赤ではなく、黒の炎………まるで宝石のようにキラキラと輝く《それ》がグの体に触れた時。

 

 

―――――蒼天を焦がす豪炎となり、グの体を焼き滅ぼした。

 

 

(嘘……でしょ……)

 

 

再生能力なんてレベルの話じゃない。

一片の肉片すら残らず、あの異常個体が完全に消滅してしまった………。

もしかすると、私はいま、とんでもない英雄を目の当たりにしているのではないのか?それこそ、古に謡われる十三英雄や、数々のサーガを彩ってきた英雄達のような……。

 

 

(鼓動が、止まらない………)

 

 

呆然とする思いだった。

恋や恋愛など、自分には遠い話だと思っていたのだ。

 

英雄に憧れ、家を飛び出して冒険者になってしまった程の自分である。

おてんば姫だのじゃじゃ馬だの、当初は散々に笑われたものだ。

だが、アダマンタイト級冒険者となった途端、掌を返したように次々と社交界へ呼ばれるようになり、多くの貴族から引っ切り無しに求愛されるようになった。

 

言葉は悪いが、自分には彼らが《男》であると認識出来ない。

家名に驕り、民を虐げ、自分の手では銅貨一枚すら稼ぐ事も出来ない存在……それは男だろうか?

そんな貴族の馬鹿息子や道楽息子ばかり見てきた自分は男に絶望し、次第に興味すらなくなっていったのだ。だが、今、目の前に居る彼は………。

自分がずっと、無意識下で求め続けていた男性ではないのだろうか?

ふと、仲間と交わした会話が蘇る。

 

 

《ラキュース、お前さんは小難しく考えすぎなんだよ。
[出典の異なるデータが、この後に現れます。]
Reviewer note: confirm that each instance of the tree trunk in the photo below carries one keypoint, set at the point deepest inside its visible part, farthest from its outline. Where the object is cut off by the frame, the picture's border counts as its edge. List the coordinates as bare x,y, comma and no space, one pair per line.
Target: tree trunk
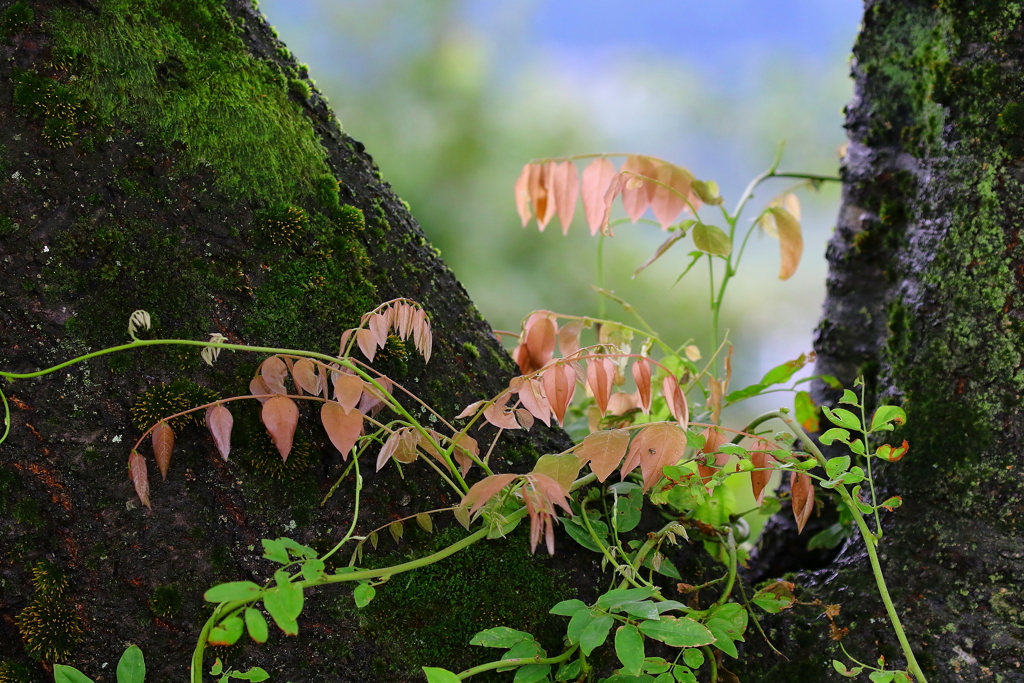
925,301
172,156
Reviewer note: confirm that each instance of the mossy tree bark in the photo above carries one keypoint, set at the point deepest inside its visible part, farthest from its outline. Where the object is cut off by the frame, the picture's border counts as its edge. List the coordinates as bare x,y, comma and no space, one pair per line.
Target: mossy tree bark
172,156
925,301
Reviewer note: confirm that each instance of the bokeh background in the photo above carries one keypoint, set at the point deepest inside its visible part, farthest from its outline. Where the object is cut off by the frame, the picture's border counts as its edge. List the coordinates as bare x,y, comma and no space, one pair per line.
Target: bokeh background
453,96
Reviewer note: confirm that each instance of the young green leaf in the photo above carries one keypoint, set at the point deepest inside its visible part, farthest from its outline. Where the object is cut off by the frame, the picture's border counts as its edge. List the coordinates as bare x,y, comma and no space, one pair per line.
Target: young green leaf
711,240
237,590
65,674
256,625
131,667
629,648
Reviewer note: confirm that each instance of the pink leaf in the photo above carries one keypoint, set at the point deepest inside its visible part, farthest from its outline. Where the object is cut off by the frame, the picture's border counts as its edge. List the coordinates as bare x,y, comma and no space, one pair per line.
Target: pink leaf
136,472
163,444
342,425
219,422
281,417
566,188
596,178
522,196
273,371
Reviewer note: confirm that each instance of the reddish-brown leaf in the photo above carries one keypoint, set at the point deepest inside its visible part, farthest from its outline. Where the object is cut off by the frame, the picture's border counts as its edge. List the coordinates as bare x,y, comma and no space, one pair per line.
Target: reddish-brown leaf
803,498
664,444
347,390
600,379
258,387
641,375
281,417
136,472
367,341
676,400
668,204
163,444
760,476
522,195
559,385
541,332
305,376
484,489
638,190
219,422
531,397
273,371
603,450
343,426
596,178
565,183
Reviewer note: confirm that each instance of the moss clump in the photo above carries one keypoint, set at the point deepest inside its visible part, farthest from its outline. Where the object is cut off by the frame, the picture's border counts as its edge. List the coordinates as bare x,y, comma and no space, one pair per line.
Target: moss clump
284,225
49,626
429,615
165,601
166,399
164,66
14,673
16,18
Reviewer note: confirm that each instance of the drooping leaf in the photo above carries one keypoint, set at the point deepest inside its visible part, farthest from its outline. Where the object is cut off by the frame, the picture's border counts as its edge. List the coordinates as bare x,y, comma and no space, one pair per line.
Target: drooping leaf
256,625
343,427
565,184
139,478
522,196
131,667
596,178
803,498
163,445
484,489
641,375
604,451
219,422
281,417
562,469
629,648
600,379
236,590
676,400
272,372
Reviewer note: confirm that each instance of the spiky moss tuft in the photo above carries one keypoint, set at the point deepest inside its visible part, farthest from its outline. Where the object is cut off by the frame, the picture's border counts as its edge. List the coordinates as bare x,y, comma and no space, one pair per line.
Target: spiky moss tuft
443,605
164,66
49,625
165,399
284,225
16,18
11,672
165,601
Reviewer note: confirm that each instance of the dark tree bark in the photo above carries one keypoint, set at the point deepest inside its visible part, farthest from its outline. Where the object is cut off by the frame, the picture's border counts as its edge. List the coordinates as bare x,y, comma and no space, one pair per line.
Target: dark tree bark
172,156
925,301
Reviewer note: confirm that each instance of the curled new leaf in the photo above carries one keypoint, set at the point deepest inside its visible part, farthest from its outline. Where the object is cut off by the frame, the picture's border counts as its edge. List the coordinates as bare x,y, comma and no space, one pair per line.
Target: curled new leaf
596,178
219,422
281,417
273,371
304,374
803,498
343,426
163,445
139,478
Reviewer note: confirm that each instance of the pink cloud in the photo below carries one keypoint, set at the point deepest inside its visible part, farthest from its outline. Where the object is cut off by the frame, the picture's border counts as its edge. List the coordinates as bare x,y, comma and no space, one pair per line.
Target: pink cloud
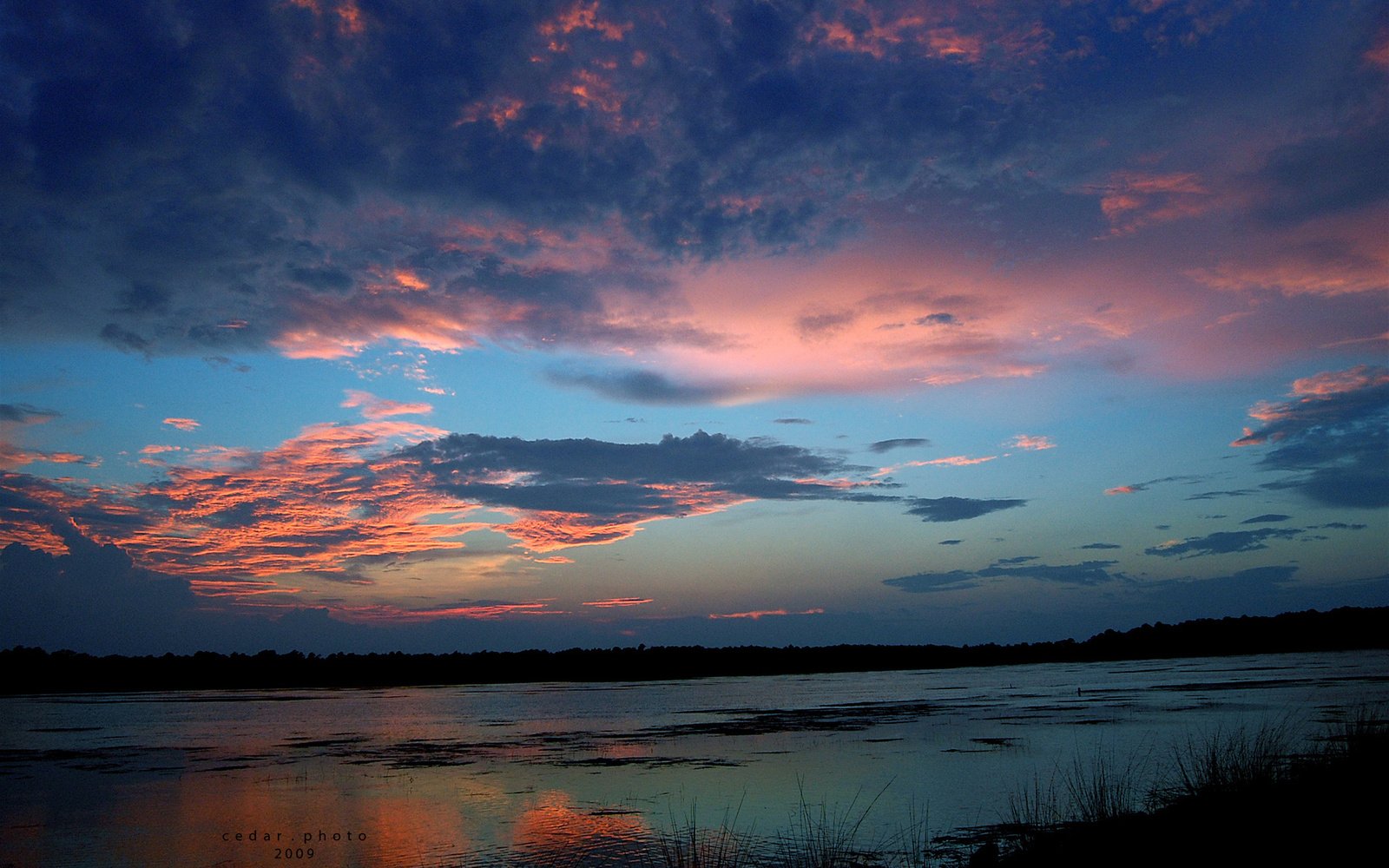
1319,402
377,409
754,615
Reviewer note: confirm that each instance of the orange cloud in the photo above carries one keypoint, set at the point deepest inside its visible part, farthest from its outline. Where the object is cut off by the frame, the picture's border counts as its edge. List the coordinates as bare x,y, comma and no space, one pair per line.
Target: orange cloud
1132,201
1031,442
375,409
754,615
618,602
483,611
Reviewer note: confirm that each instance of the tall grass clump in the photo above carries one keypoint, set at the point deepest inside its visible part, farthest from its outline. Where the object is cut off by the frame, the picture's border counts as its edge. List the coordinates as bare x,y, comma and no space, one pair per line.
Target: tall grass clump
826,839
1227,760
1361,735
685,845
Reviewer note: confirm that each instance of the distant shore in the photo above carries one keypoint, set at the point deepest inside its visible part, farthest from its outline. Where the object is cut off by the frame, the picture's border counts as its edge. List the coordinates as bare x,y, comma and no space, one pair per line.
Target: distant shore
28,670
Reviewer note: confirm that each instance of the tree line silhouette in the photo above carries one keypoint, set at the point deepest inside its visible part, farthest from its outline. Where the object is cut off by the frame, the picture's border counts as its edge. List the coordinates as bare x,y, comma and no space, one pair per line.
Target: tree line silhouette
31,670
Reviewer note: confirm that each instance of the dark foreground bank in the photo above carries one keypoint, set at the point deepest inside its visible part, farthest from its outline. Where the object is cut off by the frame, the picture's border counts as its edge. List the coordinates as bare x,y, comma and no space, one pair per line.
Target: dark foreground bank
36,671
1231,803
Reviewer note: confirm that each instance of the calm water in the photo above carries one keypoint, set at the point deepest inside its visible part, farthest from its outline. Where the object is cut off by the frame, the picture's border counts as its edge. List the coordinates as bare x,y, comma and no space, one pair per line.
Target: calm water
583,774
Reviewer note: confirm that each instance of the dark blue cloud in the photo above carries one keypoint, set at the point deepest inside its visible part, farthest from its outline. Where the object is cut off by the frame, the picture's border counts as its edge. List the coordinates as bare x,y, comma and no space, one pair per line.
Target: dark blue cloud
1227,493
599,478
956,509
646,388
27,414
932,582
1333,435
882,446
1087,573
192,153
1222,542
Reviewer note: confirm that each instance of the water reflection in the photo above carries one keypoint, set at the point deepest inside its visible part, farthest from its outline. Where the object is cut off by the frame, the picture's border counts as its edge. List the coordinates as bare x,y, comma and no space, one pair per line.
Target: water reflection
583,774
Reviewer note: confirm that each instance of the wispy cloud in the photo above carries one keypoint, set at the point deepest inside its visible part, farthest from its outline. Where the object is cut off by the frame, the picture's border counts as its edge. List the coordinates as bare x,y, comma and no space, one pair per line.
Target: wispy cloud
958,509
1032,442
1333,434
882,446
377,409
1221,542
620,602
764,613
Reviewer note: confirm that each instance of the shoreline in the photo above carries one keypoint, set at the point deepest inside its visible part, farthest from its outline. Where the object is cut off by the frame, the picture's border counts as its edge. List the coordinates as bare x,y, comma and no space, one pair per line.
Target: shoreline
35,671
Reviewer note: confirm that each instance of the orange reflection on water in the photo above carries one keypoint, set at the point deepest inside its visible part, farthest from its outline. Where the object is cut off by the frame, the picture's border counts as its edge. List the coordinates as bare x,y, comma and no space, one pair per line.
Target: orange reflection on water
553,831
261,817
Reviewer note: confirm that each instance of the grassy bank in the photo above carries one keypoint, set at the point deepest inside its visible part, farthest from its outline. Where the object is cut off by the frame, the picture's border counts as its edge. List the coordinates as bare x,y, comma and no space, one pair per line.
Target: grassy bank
1233,798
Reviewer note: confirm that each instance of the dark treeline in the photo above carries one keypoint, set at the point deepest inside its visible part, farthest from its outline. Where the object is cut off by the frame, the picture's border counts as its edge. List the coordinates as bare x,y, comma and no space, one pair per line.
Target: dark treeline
36,671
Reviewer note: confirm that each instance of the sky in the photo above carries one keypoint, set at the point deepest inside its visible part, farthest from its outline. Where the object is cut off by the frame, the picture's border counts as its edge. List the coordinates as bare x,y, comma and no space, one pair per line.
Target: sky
402,326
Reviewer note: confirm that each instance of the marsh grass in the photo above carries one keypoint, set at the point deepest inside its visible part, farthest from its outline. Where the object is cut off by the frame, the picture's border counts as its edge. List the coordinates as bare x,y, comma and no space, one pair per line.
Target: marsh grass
817,837
685,845
1227,760
1229,763
828,839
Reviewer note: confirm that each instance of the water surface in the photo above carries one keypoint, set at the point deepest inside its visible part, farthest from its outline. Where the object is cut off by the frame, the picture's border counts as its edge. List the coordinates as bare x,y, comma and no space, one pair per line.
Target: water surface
583,773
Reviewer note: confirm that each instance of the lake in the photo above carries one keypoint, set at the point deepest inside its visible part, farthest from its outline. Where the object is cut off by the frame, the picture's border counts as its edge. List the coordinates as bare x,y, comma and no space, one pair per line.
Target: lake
585,774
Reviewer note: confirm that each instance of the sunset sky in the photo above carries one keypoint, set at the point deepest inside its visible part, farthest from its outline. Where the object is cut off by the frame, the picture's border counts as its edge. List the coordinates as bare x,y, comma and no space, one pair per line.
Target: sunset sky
372,326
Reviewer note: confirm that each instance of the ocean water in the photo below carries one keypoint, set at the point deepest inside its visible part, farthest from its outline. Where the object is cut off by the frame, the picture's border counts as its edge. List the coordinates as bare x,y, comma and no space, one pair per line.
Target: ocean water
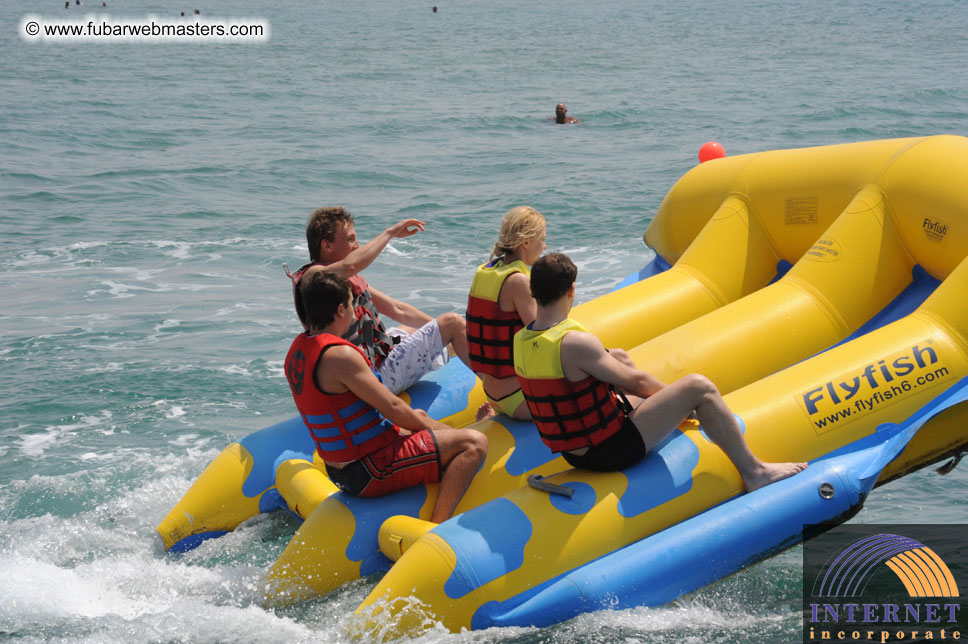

男と女の事なんざ、理屈じゃねぇんだ》

 

大柄で、とても情の深い大切な仲間の言葉を思い出す。

 

《良い男に会った時ってのはな、頭じゃなくハートが教えてくれんだよ》

 

あの時は心臓が何を教えてくれるのよ、と笑ったものだ。

 

 

だが、今なら分かる。

確かに自分のハートが、鼓動が、それを教えてくれているのだ。

何故、自分はあの時のガガーランの話をもっと真面目に聞いておかなかったのか……。

好意を持った男性に、好きになってしまった男性に、どう接すれば良いのか、どんな話をすれば良いのか、分からない―――――何も、何一つ自分は知らない。

 

剣や魔法だけでなく、恋の駆け引きやテクニック、男性の好みや、好かれる女性像……

そんな事を何一つ学んでこなかった自分の迂闊さを悔やむ。

恐る恐る彼を見ると、こめかみに指を当て、誰かと会話しているようだった。

あの様子は……《伝言/メッセージ》か。

 

 

「あぁ、分かっているさ……心配するな。天秤の傾きは修正された。“機関”の連中が何を考えているのかは知らんが、こちらも早々、思い通りにはさせんさ」

 

 

………機関?!何なの、それは!?

不思議と、胸がドキドキしてくるような単語だった。

どうしてこう、彼の放つ言葉に、挙動の一つ一つに引き寄せられるのか……。

私の内に眠る、もう一人の闇の自分が魂から呼応しているような気がするのだ。

 

 

「フン……それが“世界の選択”か。ならば、是非もない」

 

世界の選択!?

何その心震わすフレーズは……世界に一体、何が起きているの!?

 

 

「あぁ、健闘を祈る………ラ・ヨダソウ・スティアーナ」

 

何、いまの?!合言葉なの??秘密の暗号なの?!!

やめて、これ以上、私の心臓を震わすのは止めて…………!

 

 

 

 

 

■□■□■□■□■□

 

 

 

 

 

その後、彼は激しく咳き込み、何かに耐えるようにじっと空を見上げていた。

恐らくはその“機関”との戦いを想っているのだろう。

その重圧と脅威に只一人立ち向かっている男の、悲壮な姿がそこにはあった。

思わず駆け寄り、その背中を支えてあげたくなる。

 

あれ程の大魔獣を従え、信じがたい程の大魔力の持ち主である彼がこれほどに重圧を感じる相手など、自分には想像も付かない。だが、その敵とやらがこの世界に悪意を持ち、何かをしようとしているのは間違いないだろう……そして、彼はそれと戦っている。

 

命を救ってくれた恩人が、生まれて初めて好きになった男性が。

世界を揺るがす敵と、孤独に戦っている。

私はその姿を見て、即座に決断した。冒険者に迷いは禁物だ。

まして、自分はアダマンタイト級冒険者である。

 

 

「私はラキュースと言います。まずは、命を助けて下さった事に深く感謝を」

 

「え”っ?ぁ、あぁ……いえ、お気になさらず………」

 

 

何だろうか?

先程より、随分と雰囲気が柔らかくなったような……。

戦闘時以外は、穏やかな人柄なのだろうか。益々、魅力的だ。

 

 

「私もその“機関”との戦いに助太刀します!どうか協力させて下さい!」

 

「ええええええええ?!」

 

 

 

 




スキルと勘違いが相乗効果を生み、更に追い詰められていくモモンガ!
次話も二人はフルスロットルです。

では、良い土曜日を!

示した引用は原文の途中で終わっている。